Based on his stage play of the same name, also starring Smith and directed by Nicholas Hytner, The Lady in the Van is the ‘mostly true story’ of how Miss Shepherd parked her Bedford van in Alan Bennett’s front garden in Camden Town in the 1970s and ended up staying for fifteen years. Their strained relationship dominates the film and gets the biggest laughs. ‘Where is it?’ shrieks Miss Shepherd, after asking to use the fastidious Bennett’s lavatory.

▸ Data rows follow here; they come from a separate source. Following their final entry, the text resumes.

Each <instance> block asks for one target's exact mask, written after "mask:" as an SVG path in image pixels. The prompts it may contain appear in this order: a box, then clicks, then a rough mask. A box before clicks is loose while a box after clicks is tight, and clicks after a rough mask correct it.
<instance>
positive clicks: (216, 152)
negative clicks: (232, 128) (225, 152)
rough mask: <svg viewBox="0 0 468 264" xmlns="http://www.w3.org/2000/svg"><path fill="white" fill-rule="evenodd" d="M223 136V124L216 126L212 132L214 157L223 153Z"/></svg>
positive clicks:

There’s no escaping the toilet humour and stink. The film starts with the writer describing the ‘multi-flavoured aroma’ of Miss Sheppard and her van – ‘the prevalent odour suggesting the inside of someone’s ear’ – and he later worries that his writing on the subject is ‘too much about shit’ before deciding that ‘shit was at the forefront. Caring is about shit.’ Bennett’s mother, ‘on a state visit,’ gets a whiff of the lady – ‘a right nasty bad dishcloth smell’, and she presses her son on toilet arrangements. ‘Something to do with plastic bags,’ says Bennett. ‘Stout ones, I hope,’ replies Mam. The van is surrounded by a moat of them.
Bennett also worries that his writing ‘niche’ is old ladies, and that his life is tame and dull, in contrast to the colourful Miss Shepherd, who, we learn, drove an ambulance during World War Two, was a virtuoso pianist in Paris and was twice a nun. It was the nuns who forbade her to play the ‘ungodly’ piano, an act that perhaps pushed her over the edge. Bennett visits his local convent in an attempt to get help with shopping for Miss Shepherd. ‘We don’t have shopping nuns,’ says an official dismissively.

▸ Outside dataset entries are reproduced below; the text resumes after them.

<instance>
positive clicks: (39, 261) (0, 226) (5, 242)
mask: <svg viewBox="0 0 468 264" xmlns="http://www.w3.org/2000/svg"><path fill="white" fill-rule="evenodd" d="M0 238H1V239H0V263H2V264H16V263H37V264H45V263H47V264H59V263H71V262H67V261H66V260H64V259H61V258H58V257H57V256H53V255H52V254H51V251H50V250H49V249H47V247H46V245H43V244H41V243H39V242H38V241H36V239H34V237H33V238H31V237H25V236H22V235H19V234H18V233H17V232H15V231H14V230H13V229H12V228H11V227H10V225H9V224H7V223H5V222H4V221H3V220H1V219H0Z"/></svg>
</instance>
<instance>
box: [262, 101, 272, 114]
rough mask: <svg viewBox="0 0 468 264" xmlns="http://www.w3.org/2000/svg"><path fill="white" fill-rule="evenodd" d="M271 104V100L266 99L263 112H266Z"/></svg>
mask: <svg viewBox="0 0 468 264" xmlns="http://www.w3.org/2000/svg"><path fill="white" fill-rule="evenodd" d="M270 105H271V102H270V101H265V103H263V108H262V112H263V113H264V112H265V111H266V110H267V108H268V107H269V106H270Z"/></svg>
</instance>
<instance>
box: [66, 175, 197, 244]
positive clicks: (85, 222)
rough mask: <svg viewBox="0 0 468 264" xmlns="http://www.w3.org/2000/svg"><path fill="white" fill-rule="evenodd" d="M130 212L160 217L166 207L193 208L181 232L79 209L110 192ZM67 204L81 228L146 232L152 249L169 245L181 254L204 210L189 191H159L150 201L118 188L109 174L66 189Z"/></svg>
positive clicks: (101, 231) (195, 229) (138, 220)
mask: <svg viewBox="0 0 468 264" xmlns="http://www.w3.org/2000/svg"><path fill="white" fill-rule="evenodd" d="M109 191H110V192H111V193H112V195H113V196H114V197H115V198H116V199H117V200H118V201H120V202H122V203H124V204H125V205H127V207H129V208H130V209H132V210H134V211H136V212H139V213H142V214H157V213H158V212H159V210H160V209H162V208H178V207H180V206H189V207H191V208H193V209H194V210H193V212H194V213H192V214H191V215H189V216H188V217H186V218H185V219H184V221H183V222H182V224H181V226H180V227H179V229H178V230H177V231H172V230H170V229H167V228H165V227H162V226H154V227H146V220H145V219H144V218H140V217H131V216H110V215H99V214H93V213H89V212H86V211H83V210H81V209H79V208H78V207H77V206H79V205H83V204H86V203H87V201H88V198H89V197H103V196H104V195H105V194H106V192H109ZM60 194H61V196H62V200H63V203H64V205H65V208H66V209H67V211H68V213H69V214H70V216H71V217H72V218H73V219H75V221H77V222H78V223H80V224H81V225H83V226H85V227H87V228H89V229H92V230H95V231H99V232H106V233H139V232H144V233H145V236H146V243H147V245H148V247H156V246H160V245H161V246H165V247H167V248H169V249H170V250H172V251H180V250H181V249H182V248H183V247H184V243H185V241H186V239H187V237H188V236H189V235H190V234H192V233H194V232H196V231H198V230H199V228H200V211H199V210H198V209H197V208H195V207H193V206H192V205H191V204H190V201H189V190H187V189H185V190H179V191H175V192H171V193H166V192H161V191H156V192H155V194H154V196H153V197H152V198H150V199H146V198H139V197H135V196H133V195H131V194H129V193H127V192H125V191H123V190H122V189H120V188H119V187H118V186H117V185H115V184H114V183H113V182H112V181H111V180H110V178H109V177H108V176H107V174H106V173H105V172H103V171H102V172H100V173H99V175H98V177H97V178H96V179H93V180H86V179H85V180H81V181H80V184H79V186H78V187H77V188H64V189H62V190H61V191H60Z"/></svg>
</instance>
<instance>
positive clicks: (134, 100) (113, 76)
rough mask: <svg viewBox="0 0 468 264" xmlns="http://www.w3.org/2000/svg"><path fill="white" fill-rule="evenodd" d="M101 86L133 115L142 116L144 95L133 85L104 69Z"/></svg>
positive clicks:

The action of The Lady in the Van happens mostly in Gloucester Crescent, Camden, but we get outings to Broadstairs and occasional flights of fancy to increase its widescreen appeal. Any dramatic tension derives mostly from Miss Shepherd’s past: why is she afraid of the police? And who is the sinister figure with the creepy comb-over (Jim Broadbent) who occasionally menaces her at night?
With cameos from Bennett’s History Boys (James Corden, Dominic Cooper, Russell Tovey) and excellent support from Roger Allam and Frances de la Tour, The Lady in the Van is a comic triumph which bears comparison with Withnail and I, another British classic set in Camden that features a larger-than-life character.